電子の国の異邦人 文学少女・春日枝折は就職活動真っ最中

【第1回】
趣味は栞集めに古書店巡りという文学少女の春日枝折。就職活動の合間に同じ文芸サークルの友人・弥生と居酒屋でくつろぐ。弥生がIT系メディア企業に就職すると聞き驚く枝折。「私は絶対出版社に就職する!」と心に誓うのだった。
文学少女が編集者として一人立ちしていく姿を追いながら、変貌する出版界の明日を占うお仕事小説!

■1 電子の国の異邦人


◆そばとねぎ

 畳敷きの六畳の部屋は、壁の三面が木製の本棚で埋まっている。その小さな本の城の奥には、寄せ木細工の分解式文机が置いてある。文机の左手には枕箪笥があり、幾葉もの栞を納めている。

 押し花をあしらったもの、繊細な切り絵を施したもの、金属の板でできたもの。半透明の樹脂、木の薄片、ゴムでできたものもある。

 春日枝折は、数々の栞を収集して、その日の気分で取り替えている。

 本に囲まれた生活。大学の学部は文学部で古典を学んでいる。サークルは文芸部で現代小説を中心に読んでいる。趣味は栞集めに古書店巡り。そうした生活に溺れたのは、母の影響が強い。

 枝折は実家での光景を思い出す。母と並んで本を読み、その姿をながめて、父が楽しそうにビールを飲んでいる。

 母は高校の国語の教師。父は長野の山奥にある、そば農家の長男。枝折はその家の一人娘として、二人の愛情を一身に受けて育った。

 高校を卒業して、進学のために引っ越す時、父は寂しそうに泣いた。母は存外さっぱりしたもので「東京の古本屋は、面白い本がいっぱいあるんだろうね」と羨ましそうに言った。

 それから三年と少しの時間が経った。枝折は今、就職活動をしている。
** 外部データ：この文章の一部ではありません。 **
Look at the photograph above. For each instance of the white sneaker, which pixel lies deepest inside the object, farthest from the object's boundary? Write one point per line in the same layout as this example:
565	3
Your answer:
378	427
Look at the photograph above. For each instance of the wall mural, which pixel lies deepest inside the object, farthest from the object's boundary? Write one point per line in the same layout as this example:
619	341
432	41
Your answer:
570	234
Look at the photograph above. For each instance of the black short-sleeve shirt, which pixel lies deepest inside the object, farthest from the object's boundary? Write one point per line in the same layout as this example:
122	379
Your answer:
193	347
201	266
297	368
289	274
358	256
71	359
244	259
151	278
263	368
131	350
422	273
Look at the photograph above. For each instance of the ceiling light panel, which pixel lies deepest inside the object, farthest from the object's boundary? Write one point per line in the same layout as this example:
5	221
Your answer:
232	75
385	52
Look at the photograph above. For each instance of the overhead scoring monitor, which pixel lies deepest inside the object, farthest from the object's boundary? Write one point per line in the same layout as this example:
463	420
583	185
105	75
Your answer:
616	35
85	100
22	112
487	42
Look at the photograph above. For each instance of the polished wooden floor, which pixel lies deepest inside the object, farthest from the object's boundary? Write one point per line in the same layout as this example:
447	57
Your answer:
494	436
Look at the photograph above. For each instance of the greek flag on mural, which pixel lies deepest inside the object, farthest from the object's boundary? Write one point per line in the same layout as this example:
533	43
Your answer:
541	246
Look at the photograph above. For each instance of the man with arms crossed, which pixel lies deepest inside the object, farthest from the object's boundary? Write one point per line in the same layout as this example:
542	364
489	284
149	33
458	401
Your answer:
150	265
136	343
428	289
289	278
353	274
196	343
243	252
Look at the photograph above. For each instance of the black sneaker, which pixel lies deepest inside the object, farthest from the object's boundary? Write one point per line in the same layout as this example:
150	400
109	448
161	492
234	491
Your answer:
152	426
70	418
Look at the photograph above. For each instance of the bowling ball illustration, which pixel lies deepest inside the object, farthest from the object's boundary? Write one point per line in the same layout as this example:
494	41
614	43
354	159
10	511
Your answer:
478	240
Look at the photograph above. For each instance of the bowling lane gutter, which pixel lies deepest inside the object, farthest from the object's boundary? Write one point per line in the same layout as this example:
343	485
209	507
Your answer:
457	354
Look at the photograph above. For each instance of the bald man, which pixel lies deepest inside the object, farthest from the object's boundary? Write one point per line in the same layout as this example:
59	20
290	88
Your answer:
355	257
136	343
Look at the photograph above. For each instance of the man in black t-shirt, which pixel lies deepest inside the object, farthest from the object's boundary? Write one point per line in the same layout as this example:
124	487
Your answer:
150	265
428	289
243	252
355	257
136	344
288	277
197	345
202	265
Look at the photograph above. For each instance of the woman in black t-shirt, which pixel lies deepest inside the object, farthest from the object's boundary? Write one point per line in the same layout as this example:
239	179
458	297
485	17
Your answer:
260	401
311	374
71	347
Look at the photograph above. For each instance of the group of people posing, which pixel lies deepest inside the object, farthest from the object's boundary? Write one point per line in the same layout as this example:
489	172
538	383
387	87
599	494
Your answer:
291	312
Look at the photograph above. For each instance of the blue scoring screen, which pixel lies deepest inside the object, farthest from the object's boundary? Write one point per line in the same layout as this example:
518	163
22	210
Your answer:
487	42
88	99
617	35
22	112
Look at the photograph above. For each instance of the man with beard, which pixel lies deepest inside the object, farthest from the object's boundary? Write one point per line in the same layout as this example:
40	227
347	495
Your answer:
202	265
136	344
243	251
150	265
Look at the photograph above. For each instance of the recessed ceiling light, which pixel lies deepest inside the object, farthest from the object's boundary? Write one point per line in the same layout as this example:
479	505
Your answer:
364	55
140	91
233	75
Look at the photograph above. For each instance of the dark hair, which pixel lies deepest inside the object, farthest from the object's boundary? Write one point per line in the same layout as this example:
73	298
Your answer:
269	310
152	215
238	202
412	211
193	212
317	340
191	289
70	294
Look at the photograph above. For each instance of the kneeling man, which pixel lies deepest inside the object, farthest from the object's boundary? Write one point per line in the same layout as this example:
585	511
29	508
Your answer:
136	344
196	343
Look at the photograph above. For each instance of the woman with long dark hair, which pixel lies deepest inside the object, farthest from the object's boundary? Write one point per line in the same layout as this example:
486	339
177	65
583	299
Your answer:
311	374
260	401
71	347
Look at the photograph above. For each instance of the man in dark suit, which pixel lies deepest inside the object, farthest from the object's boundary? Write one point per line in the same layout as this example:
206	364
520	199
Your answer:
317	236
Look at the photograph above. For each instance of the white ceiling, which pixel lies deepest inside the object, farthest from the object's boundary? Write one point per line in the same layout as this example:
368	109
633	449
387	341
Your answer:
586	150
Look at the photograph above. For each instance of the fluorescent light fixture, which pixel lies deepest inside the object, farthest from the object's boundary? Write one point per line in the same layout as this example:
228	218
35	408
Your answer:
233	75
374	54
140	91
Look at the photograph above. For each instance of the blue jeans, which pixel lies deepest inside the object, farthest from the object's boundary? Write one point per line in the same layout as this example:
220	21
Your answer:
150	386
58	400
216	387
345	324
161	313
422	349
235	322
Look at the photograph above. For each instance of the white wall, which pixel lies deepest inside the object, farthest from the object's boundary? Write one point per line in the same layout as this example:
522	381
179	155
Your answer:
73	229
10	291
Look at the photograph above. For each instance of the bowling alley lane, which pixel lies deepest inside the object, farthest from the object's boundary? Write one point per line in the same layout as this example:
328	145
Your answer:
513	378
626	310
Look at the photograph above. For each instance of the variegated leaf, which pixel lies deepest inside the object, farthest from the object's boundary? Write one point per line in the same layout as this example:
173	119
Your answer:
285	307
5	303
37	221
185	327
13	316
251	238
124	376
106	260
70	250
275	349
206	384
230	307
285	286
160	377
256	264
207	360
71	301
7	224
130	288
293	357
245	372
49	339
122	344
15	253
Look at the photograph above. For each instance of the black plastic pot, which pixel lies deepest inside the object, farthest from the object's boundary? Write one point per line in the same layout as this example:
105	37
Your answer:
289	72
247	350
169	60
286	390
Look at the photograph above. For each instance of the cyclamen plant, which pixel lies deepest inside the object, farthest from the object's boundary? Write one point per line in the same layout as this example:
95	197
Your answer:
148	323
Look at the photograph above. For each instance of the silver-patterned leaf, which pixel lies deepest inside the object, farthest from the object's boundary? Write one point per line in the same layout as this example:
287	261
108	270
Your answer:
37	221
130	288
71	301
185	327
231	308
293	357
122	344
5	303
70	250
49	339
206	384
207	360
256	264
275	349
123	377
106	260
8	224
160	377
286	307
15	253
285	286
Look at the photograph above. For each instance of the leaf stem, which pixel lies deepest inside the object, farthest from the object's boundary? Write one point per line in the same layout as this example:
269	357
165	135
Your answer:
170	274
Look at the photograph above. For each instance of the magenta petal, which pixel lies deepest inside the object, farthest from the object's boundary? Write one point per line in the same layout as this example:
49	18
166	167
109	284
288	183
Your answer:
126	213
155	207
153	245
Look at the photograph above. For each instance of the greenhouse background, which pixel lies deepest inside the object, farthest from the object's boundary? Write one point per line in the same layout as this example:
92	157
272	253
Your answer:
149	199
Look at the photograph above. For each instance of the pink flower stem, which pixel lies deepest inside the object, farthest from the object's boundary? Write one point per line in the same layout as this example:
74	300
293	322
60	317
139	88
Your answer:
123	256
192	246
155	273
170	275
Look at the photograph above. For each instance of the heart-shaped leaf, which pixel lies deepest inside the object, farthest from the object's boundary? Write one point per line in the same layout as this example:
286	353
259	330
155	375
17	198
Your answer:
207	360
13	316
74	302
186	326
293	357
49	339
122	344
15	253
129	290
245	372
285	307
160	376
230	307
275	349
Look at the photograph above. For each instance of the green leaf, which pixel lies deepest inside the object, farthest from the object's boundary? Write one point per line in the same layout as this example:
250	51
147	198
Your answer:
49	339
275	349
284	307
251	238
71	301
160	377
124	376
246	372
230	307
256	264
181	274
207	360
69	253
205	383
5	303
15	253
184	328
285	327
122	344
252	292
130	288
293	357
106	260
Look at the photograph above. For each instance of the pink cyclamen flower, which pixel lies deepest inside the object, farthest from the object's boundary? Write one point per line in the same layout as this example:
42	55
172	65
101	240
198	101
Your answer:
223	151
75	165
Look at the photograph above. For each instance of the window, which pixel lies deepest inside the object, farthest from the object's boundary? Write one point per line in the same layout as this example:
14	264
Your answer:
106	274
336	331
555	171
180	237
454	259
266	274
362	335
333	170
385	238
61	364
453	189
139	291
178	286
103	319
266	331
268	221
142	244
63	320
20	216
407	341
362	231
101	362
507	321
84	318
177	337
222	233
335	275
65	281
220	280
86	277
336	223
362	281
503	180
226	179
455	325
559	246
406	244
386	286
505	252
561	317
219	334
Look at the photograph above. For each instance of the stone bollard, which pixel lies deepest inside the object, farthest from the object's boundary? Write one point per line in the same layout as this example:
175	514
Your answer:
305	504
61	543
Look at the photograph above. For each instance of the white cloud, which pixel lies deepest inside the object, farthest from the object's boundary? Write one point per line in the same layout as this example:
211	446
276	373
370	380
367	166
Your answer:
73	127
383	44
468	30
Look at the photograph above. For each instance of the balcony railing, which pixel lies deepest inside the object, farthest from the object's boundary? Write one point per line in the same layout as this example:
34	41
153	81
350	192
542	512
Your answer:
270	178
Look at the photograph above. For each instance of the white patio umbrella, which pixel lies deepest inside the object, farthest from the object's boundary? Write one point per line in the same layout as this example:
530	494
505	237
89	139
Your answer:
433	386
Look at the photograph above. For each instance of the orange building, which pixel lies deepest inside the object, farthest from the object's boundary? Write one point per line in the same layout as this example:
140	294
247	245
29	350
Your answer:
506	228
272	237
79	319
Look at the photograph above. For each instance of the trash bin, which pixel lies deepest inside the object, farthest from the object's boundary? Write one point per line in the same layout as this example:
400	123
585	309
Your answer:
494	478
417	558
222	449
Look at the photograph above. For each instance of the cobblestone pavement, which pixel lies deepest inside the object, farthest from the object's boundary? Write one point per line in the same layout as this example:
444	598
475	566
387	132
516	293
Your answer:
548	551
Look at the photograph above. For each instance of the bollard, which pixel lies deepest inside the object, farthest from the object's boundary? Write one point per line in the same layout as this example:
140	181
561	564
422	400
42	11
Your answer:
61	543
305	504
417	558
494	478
小説が好きな枝折は、当たり前のように出版社を目指していた。

「ふふ」

 笑みを漏らし、枝折は文机に置いた手帳の文字に目を落とす。ガラスペンで書いた柔らかい線。S、Kといったイニシャルだけの社名の横に、企業研究の結果をまとめている。

 学内で手帳を覗かれた時に、からかわれないための対策だ。かのレオナルド・ダ・ヴィンチは、鏡文字を使ったという。そうした特技がない枝折は、イニシャルで秘密の情報を記している。

 日本に出版社は多い。全ての会社を頭文字だけで表せるわけではない。同じ文字が重なることもある。その際は、第一志望に近いほど、短い文字で表している。

 小学館はS。集英社はSH。私だけの優先順位が、文字の数で分かる。

 ページをゆっくりとめくり、本に関わる仕事に就いた自分を想像する。多くの作家に会い、書店に並ぶ本を作るお手伝いをする。自然と顔がほころぶ。その仕事に一生を捧げる自分を思い描く。将来の夢。これから歩むはずの人生—。

 スマートフォンがけたたましく鳴った。妄想から呼び戻された枝折は、眉を寄せて電話に出る。

「なに、弥生」

「今、暇? 飲みに行かない」

「あんた、暇人ね。私、お金ないわよ」

「ふははは、小銭が入った。奢ってやるぞ」

 カレンダーに目を落とす。そういえば今日は、文芸系の同人誌即売会のあった日だ。弥生は学生のくせに、作家にインタビューして、その内容をまとめた小冊子を作っている。同好の士には受けがよく、イベントに出るたびに数万円の利益を生んでいるそうだ。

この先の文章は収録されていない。